A half-drunk glass of milk rested on the kitchen island. Standing just inside his front door, keys still in hand, Evan stared across the open stretch of floor at it.

There was filmy white residue up one side where Joey had sipped.

He unlaced his boots and then crossed to the kitchen.

He picked up the glass. It had left a circle of milk on his counter. Beside it a pile of crumbs rested next to a torn-open box of water crackers. The inside bag was left open, the crackers exposed to the air, growing stale.

What kind of feral creature ate like this?

The rest of the world could be filthy and chaotic and lawless. But not in here. After scraping through the underside of society, Evan needed to return to order.

He washed the glass by hand, dried it, and put it away. There was another glass missing from the cupboard, an empty spot leaving the left row incomplete. It occurred to him that two glasses had never been out of the cupboard at the same time. He nudged the clean glass into place, the set of six still down one soldier.

Maybe she needed another glass upstairs.

Maybe that’s how people did things.

Joey could have used more time with Jack. The Second Commandment: How you do anything is how you do everything.

Evan put away the box of crackers, swept the crumbs into his hand, dumped them into the garbage disposal. He waved his hand beneath the Kohler Sensate touchless kitchen faucet, turning on the clean blade of water so he could run the disposal. There were smudges on the polished chrome.

Who touched a touchless faucet?

He cleaned off the smudges and then got out a sheet of waxed paper and used it to wipe down the chrome. It prevented water spots. When he was done, he sprayed and paper-toweled the counter, washed his hands, got an ice cube for Vera II, and headed across the great room and down the brief hall.

The door to his bedroom was open.

He didn’t like open doors.

The bedspread on his Maglev floating bed was dimpled where someone had sat and not bothered to smooth it back into place.

The door to his bathroom was open.

One of Joey’s sweatshirts was tossed on the floor by the bathmat. One corner of the bath mat was flipped back. With a toe he adjusted it.

The shower door was rolled open.

The hidden door to the Vault left wide.

He took five deep breaths before proceeding.

“Joey,” he said, stepping into the Vault. “The milk glass—”

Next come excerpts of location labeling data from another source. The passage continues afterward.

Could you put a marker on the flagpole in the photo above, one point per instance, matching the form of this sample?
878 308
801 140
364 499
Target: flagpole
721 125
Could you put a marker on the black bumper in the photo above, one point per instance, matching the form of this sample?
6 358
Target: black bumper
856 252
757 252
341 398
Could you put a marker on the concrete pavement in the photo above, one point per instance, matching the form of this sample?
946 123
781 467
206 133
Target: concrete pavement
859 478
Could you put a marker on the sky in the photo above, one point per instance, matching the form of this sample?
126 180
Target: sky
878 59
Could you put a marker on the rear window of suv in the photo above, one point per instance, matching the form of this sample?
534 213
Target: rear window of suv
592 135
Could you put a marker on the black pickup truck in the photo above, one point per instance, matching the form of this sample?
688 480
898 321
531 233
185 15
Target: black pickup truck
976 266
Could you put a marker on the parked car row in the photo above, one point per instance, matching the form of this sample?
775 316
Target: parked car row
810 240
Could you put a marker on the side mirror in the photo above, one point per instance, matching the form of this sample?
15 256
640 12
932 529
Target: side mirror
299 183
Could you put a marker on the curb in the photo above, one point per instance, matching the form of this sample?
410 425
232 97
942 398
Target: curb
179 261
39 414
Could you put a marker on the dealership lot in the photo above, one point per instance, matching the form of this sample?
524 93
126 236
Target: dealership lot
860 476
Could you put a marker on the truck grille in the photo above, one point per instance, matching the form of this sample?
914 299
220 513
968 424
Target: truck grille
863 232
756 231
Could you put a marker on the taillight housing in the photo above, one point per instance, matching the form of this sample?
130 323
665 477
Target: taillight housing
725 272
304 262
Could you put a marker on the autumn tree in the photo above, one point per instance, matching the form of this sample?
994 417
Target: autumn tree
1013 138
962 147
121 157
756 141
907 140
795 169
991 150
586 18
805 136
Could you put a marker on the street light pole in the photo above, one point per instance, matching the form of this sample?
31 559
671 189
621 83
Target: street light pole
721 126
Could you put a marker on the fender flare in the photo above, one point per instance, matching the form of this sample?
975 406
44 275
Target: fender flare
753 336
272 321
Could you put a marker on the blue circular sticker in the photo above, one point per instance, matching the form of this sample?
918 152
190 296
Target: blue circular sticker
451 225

The sight inside the Vault left his mouth dry. An adrenaline antihistamine reaction.

Various monitors had been yanked off the wall and rearranged on the floor, data scrolling across them. The computer bays had been dissected, torn from their racks. Cables snaked between hardware, connecting everything by no evident design.

Joey lay on her back like a car mechanic, wearing a tank top, her sleek arm muscles glistening with sweat. She was checking a cable connection. She rolled over and popped to her feet.

“Check this shit out!”

“I am. Checking this shit. Out.” Evan picked Vera II up off the floor, nestled an ice cube in her serrated spikes, and eyed her accusatorily: I left you in charge.

Joey breezed past him, using her bare foot to swivel a monitor on the floor so she could check the screen. The scent of girly soap tinged the air, lilac and vanilla, anomalous here among the weapon lockers and electronic hum.

She laced her fingers, inverted her hands, cracked the knuckles. “You are looking at a beautifully improvised machine learning system—262,144 graphics cores devoted to a single cause. Tracking down David Smith.”

Evan figured maybe he could forgive the milk. And the crumbs. And the smudges on the faucet.

He set Vera II back on the sheet-metal desk. She was now the only item in the Vault in the proper place.

He looked at the open door to the Vault and the rolled-back shower door beyond and bit his lip. Managed the words “Good job.”

She held up a hand, and they high-fived. “At least now you and Van Sciver? You’re running the same race.”